Cette liste est loin d'être exhaustive, la France participe à de nombreux autres fonds spécialisés à travers le programme 209.
Au plan multilatéral, elle a par exemple joué un rôle moteur dans la conception et la mise en oeuvre de l'Initiative Fast-Track (FTI) depuis 2002 et la mise en place d'une expertise technique rénovée et reconnue dans le domaine de l'éducation en Afrique. La France fait partie des 18 donateurs du fonds catalytique de FTI, elle y a contribué à hauteur de 20 millions d'euros sur 3 ans (2005-2008) et s'est engagée à verser 47,5 millions d'euros pour 2011/2013 au nouveau fonds unifié (fonds de l'Education pour Tous).
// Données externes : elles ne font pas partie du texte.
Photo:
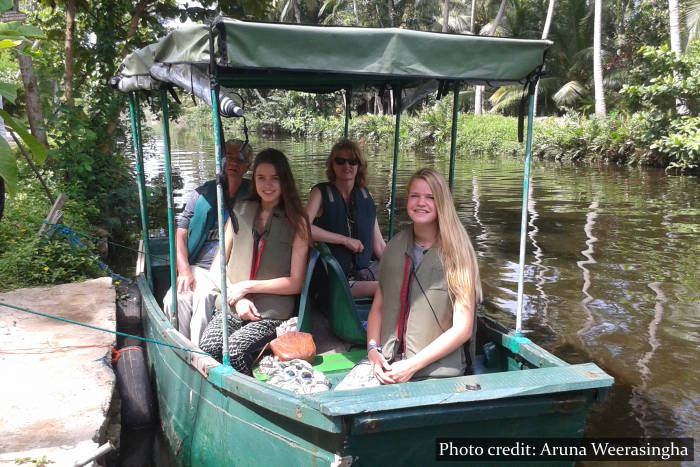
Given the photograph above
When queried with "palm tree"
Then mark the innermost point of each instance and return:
(691, 17)
(597, 64)
(545, 34)
(479, 90)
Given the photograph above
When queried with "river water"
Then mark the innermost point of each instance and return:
(611, 268)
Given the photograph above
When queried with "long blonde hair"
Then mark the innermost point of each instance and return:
(455, 249)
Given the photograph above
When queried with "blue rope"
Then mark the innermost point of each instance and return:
(76, 243)
(66, 320)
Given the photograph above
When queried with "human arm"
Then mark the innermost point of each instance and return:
(280, 285)
(374, 330)
(446, 343)
(378, 243)
(313, 210)
(185, 279)
(215, 269)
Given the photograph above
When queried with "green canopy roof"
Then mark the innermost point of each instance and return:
(328, 58)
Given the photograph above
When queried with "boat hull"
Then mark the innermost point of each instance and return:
(211, 417)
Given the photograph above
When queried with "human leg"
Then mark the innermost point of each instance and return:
(184, 309)
(213, 335)
(246, 343)
(203, 300)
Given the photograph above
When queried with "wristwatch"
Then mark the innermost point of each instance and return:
(373, 346)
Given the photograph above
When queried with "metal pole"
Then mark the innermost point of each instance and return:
(453, 147)
(220, 203)
(523, 222)
(169, 196)
(347, 96)
(396, 162)
(134, 110)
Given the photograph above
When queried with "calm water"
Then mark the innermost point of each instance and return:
(612, 264)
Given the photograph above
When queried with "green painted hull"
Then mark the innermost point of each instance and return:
(215, 418)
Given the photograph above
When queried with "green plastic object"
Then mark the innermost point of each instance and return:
(328, 364)
(343, 313)
(304, 323)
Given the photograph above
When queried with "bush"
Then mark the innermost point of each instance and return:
(26, 260)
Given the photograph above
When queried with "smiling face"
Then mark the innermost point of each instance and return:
(267, 183)
(421, 203)
(345, 171)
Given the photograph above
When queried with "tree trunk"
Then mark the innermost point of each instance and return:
(445, 15)
(675, 36)
(545, 33)
(597, 64)
(31, 92)
(68, 48)
(479, 90)
(674, 27)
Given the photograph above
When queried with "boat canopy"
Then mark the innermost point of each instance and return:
(331, 58)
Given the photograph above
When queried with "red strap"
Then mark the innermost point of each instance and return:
(405, 304)
(255, 264)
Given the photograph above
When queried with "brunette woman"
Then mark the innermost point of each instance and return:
(266, 246)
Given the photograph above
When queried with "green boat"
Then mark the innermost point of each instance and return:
(212, 415)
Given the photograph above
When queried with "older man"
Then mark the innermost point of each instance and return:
(196, 240)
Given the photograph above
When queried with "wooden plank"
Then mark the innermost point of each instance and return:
(235, 385)
(55, 215)
(458, 390)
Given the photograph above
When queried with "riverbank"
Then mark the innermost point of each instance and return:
(615, 140)
(58, 382)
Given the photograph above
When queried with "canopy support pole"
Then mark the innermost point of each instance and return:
(219, 144)
(397, 131)
(348, 98)
(453, 146)
(523, 222)
(134, 111)
(169, 197)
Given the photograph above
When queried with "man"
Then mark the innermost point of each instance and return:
(196, 240)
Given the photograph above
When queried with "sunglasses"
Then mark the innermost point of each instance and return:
(343, 161)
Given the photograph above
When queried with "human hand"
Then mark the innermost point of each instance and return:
(379, 364)
(186, 282)
(353, 245)
(246, 310)
(235, 292)
(401, 371)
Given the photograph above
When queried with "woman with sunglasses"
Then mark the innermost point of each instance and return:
(266, 247)
(344, 217)
(423, 312)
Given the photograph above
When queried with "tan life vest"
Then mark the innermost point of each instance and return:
(275, 258)
(423, 325)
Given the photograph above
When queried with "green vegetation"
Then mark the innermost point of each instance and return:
(27, 260)
(55, 65)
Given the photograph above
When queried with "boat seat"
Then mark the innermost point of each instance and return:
(345, 314)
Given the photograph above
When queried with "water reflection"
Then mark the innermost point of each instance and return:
(640, 314)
Votre commission s'interroge sur la cohérence d'ensemble de cette politique de financement de fonds verticaux. Elle reste relativement sceptique devant la multiplication des initiatives très spécialisées. Elle se questionne sur la cohérence qu'il y a à, d'un côté, défendre lors de la conférence de Busan sur l'efficacité de l'aide des positions contre la fragmentation de la coopération internationale et, de l'autre côté, participer à autant d'initiatives sectorielles.
* 31 L'Union Européenne, le FMI, la Banque mondiale, le Fonds Mondial pour la lutte contre le Sida, la tuberculose et le paludisme, la Banque africaine de développement et UNITAID.